Oliver Macklin

Year: 1989 - 1993
Position: Guard
Hometown: Bridgeport, CT

Oliver Macklin was a Guard for the UConn Huskies from 1989 – 1993. In September 2004 I had the opportunity to meet Oliver where he reflected on his childhood as an athlete, his basketball memories, and his current career path.

As a child Oliver enjoyed playing football more than basketball, but there wasn’t a football league in Bridgeport, CT. Being the fourth of seven children, his parents weren’t able to regularly drive him to Stratford, CT to be in their Midget Football League so Oliver became interested in basketball. He played in the same neighborhood, and on a team at the local Cardinal Shehan Center alongside former UConn teammate Chris Smith. Oliver also played on a travel basketball team during junior high, and met players that he went on to play against during his college career, and some have played in Europe with former UConn teammate Rod Sellers.

When Oliver reached high school the basketball team’s record from the year before was 1 win and 19 losses.
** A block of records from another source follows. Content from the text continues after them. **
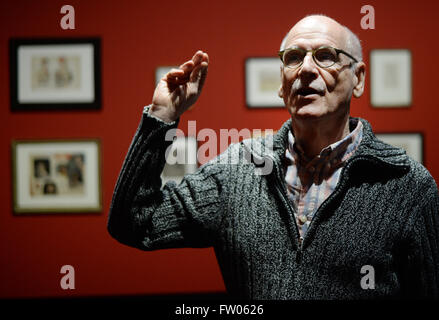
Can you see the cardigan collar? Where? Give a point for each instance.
(370, 148)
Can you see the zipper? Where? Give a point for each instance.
(287, 204)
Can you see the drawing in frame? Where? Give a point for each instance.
(52, 176)
(411, 142)
(55, 73)
(262, 82)
(391, 78)
(181, 159)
His freshman year he was on the varsity team, but didn’t play a lot, and their record was 3 wins and 19 losses. As a sophomore he was a starter, and the record changed to 15 wins and 8 losses, as a junior 17 wins 8 losses, and progressively better as a senior, and captain of the team, 24 wins and 2 losses, loosing in the semi finals of the State Championship to a team they had beaten by 20 points during the regular season. Oliver remembered his high school days being a lot of fun when all the guys went to the barber shop on Friday afternoons prior to games, “Coach used to say ‘you look good, you feel good, and you play good’”. The barber would stir things up among the guys about who was going to do what on the court. Then the barber would bring up their previous week’s performance for conversation.

Some accomplishments that Oliver is proud of as a youngster were going to Five Star Basketball Camp during high school. It was a camp with about 500 kids where they played basketball, and practiced drills all day, every day, for a week. He was also listed as an Honorable Mention All American in the Street and Smith All American Book, a member of the All Daily News Team, and was an All State Player. Oliver also did well in high school academically—he was a high honor student, senior class president, and a member of the National Honor Society.

Oliver and his high school coach were new to the college basketball recruiting process, and made some mistakes which became the best decisions in Oliver’s basketball career. Oliver was recruited by several universities, but was not advised when to sign a letter of intent. Soon he began receiving letters from universities letting him know they were no longer interested in offering him a scholarship because other kids had signed letters to attend the university, and they no longer had a scholarship available. UConn was not recruiting Oliver, but someone he knew spoke to Coach Calhoun about Oliver’s situation. Coach Calhoun told Oliver he could work out with the team, become a walk-on, and maybe the following year a scholarship would be offered to him. “I became a walk-on. Coach doesn’t give anybody anything. You work hard for anything you get. After my freshman year coach sat me down, and offered me a scholarship. It was a blessing. I wouldn’t change it for anything in the world.”

When Oliver got to UConn it was a big change from high school because Oliver said in college you are dealing with grown, strong, physical men. The Big East was literally the Big East. Some memorable experiences while at UConn were being co-captain of the team with Scott Burrell their senior year, being a part of the first Big East Championship Team was great, the year of the “dream season” too. “That was a great team. A bunch of hard working, blue collar guys.” That year CT basketball was put on the map, and began going to the NCAA Tournament regularly. The University of CT started getting nationally known players to come to UConn, and when Oliver was a junior, the freshman class consisted of eight players from states across the country.

Oliver is also proud to have been an influence on one of the greatest legends to come to the University of CT, Ray Allen. When Ray came for his recruiting visit, Scott Burrell and Oliver showed him around and recently Ray told Oliver that the comradery with the UConn team and the closeness is what made him come to CT. He liked that the guys spent time with each other on the court, and off the court. Being so far from home he wanted to be with a group of guys who enjoyed being together.

Oliver’s thoughts on Coach Calhoun, “Coach is the greatest. Coach Calhoun gets mad about a bad pass when you’re winning by 30 points because he’s thinking about the games against Syracuse or Georgetown when you’re not going to be up by 30 points.”

After graduating from UConn in four years with a Bachelors Degree in Communications, Oliver attended a few basketball camps and overseas tryouts, but the money wasn’t enough to keep him away from beginning a career in CT’s Judicial System. Oliver started out as a Bell Commissioner (like a mediator) for two years, then was a Probation Officer for seven years, and for the past two years he’s been a Probation Officer Supervisor, and after work he’s an assistant basketball coach at Stratford High School.

Oliver resides in his hometown of Bridgeport with his two-year-old son, Blake, who has a basketball in his hand all day, and shoots about 100 shots a day. Oliver said of his UConn basketball career, “It was a lot of fun. Everyone still keeps in contact. We get together, and watch UConn games, and now our children all play together. It’s a great extended family.”